As we reported, VLC 2.0 shipped last week. With it comes a new UI and experimental Blu-Ray support. Sadly, one of the changes with this release makes it impossible for third party applications to take advantage of VLC’s DVD decryption capability.
Starting with VLC 2.0, libdvdcss is no longer available as an individual dylib in the VLC application package, which means HandBrake can no longer use VLC’s libdvdcss for DVD decryption.
Unfortunately, that means that ripping DVDs in Handbrake is no longer as easy as dragging VLC.app and Handbrake.app into your /Applications folder. The good news is that there is a solution to this problem, and it’s really not that hard. If you run this installer from the VLC website, it will install a copy of the DVD decryption engine in a place where Handbrake can see it and use it.
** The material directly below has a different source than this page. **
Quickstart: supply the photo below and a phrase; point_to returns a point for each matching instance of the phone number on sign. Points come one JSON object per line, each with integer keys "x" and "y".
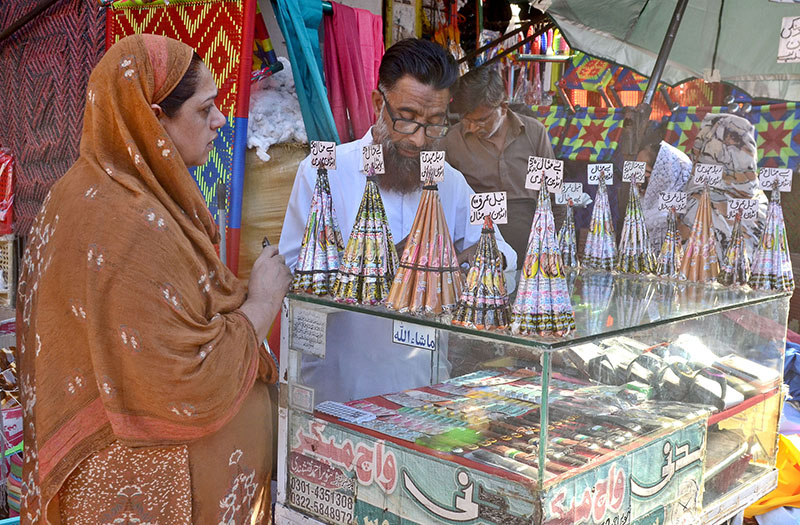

Once you run it once, you’re set.
If you want to double check to see if it is installed properly, open Terminal.app, and paste in this line:
file /usr/lib/libdvdcss.2.dylib
If you see the following, it is installed correctly:
/usr/lib/libdvdcss.2.dylib: Mach-O universal binary with 2 architectures
/usr/lib/libdvdcss.2.dylib (for architecture i386): Mach-O dynamically linked shared library i386
/usr/lib/libdvdcss.2.dylib (for architecture x86_64): Mach-O 64-bit dynamically linked shared library x86_64
This hiccup just shows how good we’ve had it as Mac users. For so long, ripping your DVDs has been a fairly seamless process. If this is the extent of the hassle we have to go through to get our DVD content on our iPhones, iPads, and Apple TVs, so be it. The piper’s price is reasonable.